Oil rarely competes with coal, but gas, whose price is linked to oil, has emerged as an alternative to coal amid falling crude prices, and gaining market share in some countries, including the United Kingdom, the report noted.
Coal was the bedrock on which Britain’s Industrial Revolution was built but the country’s last mine, at Kellingley in Yorkshire, will close on Friday ending an era for power generation.
Coal’s share of power generation in Britain remains at 20.5% – imports will fill the gap – albeit down from 28.2% in 2014, according to the latest UK government data.
The new government in Poland, where 90% of electricity is coal-generated, said last month it will remain attached to coal even as EU partners try to phase it out owing to its role in producing carbon emissions.
Poland had earlier refused to endorse an amendment to a UN carbon-cutting pact requiring it to cut greenhouse gas emissions. World governments last week agreed a landmark deal to cap global warming at the UN Climate Change Conference (COP21) in Paris.
“The COP21 agreement sent a strong signal to the governments around the world to continue phasing-out of fossil fuels. While EU coal is already in decline the EU coal power carbon emissions needs to be cut three times faster than currently planned, in order to avoid the worst impacts of climate change” (3), said Darek Urbaniak , Energy Policy Officer WWF European Policy Office.
EURACTIV exclusively revealed on Tuesday the extent of the coal lobby’s anxiety about the COP21 deal. Euracoal secretary general Brian Ricketts, who contributed to the IEA report, said it would mean the industry being hated like “slave traders”.
Coal’s ‘golden age’ ends in China
Lowering its world demand forecast by over 500 million tonnes of coal-equivalent (Mtce), the IEA said that “the golden age of coal in China seems to be over”.
It added that while China’s share of coal in its energy output would slide from 29% percent to 27% by 2020, India alone would account for half of global demand growth with ASEAN states accounting for half the remainder.
But there is scant evidence the relative Chinese falloff in coal usage will result from any commitment to cleaner energy use in the wake of the Paris conference on climate change.

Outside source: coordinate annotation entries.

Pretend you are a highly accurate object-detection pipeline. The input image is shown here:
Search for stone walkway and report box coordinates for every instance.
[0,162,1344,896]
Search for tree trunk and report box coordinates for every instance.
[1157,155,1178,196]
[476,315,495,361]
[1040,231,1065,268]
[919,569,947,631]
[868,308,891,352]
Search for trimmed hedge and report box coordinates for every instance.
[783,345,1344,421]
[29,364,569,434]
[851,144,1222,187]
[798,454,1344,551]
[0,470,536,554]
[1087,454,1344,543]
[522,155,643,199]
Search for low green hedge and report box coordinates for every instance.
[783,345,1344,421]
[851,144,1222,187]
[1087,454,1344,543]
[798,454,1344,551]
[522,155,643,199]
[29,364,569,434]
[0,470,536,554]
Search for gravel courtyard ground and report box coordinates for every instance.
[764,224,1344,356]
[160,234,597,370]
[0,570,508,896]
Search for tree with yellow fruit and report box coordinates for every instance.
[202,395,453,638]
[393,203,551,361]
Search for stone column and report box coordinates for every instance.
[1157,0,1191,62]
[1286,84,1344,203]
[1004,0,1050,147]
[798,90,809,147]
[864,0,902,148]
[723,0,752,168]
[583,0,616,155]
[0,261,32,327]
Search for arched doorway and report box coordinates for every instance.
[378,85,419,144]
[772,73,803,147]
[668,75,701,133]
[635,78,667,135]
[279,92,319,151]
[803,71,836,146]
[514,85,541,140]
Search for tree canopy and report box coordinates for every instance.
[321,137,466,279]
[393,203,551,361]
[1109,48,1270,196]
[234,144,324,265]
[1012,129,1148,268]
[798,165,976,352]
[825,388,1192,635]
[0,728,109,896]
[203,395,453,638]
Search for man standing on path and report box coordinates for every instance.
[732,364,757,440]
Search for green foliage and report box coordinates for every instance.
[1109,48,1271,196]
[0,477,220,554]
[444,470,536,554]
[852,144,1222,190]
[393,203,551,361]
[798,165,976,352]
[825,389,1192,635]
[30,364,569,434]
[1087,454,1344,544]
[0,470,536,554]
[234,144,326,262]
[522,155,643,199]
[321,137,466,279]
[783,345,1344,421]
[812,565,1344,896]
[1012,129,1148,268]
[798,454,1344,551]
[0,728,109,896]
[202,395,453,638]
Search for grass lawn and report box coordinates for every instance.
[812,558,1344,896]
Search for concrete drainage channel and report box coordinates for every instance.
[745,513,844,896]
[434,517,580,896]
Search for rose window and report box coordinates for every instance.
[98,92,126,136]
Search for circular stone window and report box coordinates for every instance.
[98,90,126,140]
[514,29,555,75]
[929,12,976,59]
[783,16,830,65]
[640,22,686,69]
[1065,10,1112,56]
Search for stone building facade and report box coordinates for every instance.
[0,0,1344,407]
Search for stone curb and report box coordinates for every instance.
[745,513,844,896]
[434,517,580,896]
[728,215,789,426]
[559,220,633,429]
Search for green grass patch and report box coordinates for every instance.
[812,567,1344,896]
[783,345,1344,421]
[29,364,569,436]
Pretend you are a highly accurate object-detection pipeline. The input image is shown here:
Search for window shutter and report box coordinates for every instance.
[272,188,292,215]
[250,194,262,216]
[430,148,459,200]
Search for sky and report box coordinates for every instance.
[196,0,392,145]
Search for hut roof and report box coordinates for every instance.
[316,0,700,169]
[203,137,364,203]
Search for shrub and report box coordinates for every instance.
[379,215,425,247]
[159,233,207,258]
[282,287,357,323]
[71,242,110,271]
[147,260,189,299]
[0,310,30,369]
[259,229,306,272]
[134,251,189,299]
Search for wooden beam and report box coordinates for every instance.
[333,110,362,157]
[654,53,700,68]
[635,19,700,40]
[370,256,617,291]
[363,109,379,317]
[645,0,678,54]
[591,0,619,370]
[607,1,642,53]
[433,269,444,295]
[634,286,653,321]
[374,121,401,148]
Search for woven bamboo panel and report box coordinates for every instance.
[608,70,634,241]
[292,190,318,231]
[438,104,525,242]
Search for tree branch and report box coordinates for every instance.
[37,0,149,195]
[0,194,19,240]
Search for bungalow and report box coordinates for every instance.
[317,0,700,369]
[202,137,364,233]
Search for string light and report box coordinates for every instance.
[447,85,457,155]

Rather, the coal slide looks largely a consequence of weaker output projections for energy intensive sectors such as steel and cement.
The report added Beijing had little scope to slash coal’s share “given that gas and oil power generation is very limited in China,” which uses half of global coal.
It did, however, highlight China’s attempts “to diversify away from coal to achieve a more energy-efficient economy and to address local pollution.”
Noting increasing US gas production, the report forecast that the decline in US coal demand is inevitable to below 35% of energy production by 2020 as renewables and shale gas move towards centre stage.
But despite reports of its pending demise in a world looking to become progressively greener, coal in 2013 still accounted for approximately two fifths of global electricity needs. Its 29% percent share of total world energy supply made it second only to oil’s 31%.